6 hours ago, M.H.B said:

For example eset should use data from the LIVEGRID Network database, the application control system flags each application as Trusted, Low Restricted, High Restricted, or Untrusted. Untrusted apps simply don't get to run. Others that aren't in the Trusted category can run, but with limited access to sensitive system areas. In addition it must be have better interface to manges program's rules as like Kaspersky.

Eset must handles application control itself, without popping up confusing queries.Yes I know Eset has automatic mode but it is very simple and not functional to manages rules or in Interactive mode it show  confusing pop-ups in very bad way over and over again... 

Kaspersky's application control and firewall are both far from perfect. Plus the overly complex way of configuring them are not at all user friendly. The same can also be said for Bitdefender regarding these issues too.
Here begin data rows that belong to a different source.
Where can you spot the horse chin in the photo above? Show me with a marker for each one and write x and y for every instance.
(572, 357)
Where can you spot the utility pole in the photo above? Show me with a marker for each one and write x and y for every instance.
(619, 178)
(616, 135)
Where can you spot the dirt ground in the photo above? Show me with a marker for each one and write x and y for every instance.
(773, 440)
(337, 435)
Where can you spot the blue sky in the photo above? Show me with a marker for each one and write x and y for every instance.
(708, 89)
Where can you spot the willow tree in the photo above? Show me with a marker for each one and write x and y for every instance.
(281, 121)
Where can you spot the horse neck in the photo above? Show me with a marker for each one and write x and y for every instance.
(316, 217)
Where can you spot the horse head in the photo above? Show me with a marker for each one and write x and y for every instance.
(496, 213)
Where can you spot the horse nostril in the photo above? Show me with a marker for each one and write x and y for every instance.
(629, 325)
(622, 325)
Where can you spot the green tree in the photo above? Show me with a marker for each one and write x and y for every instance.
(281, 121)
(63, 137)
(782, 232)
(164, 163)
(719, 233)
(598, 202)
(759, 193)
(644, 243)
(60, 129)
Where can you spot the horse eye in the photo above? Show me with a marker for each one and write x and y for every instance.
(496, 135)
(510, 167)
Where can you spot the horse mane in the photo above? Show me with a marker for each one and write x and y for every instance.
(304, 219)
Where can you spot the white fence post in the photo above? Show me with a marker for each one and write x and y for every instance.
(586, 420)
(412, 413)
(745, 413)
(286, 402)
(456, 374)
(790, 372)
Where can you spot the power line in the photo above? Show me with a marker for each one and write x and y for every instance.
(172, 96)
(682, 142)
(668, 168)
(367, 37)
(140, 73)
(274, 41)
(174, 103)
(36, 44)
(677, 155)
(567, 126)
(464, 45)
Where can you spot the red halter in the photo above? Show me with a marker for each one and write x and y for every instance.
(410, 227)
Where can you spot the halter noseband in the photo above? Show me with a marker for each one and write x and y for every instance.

I have tried them both personally and they DO make mistakes when it comes to both firewall and application control settings. You end up spending more time reversing and fixing things that they have broken or set incorrectly.

I would not fancy any of my software being blocked by DEFAULT just because it's new and has either zero or low reputation. I have games that update every few days and going back to edit rules each time an update is applied would put me off using that security product. Likewise the same can be said for your Microsoft updates, if any critical system files that are updated and blocked could render your system unusable.

Application control is a great idea if you are in control of it YOURSELF. Relying on a 3rd party to get things 100% correct 100% of the time is a risk in itself. Then take into consideration that if you are relying on a reputation based system to control applications, what happens when you install or update software and you have no internet connectivity ?

Average users find choosing between allow or deny daunting enough, never mind getting asked to chose between low restricted or high restricted.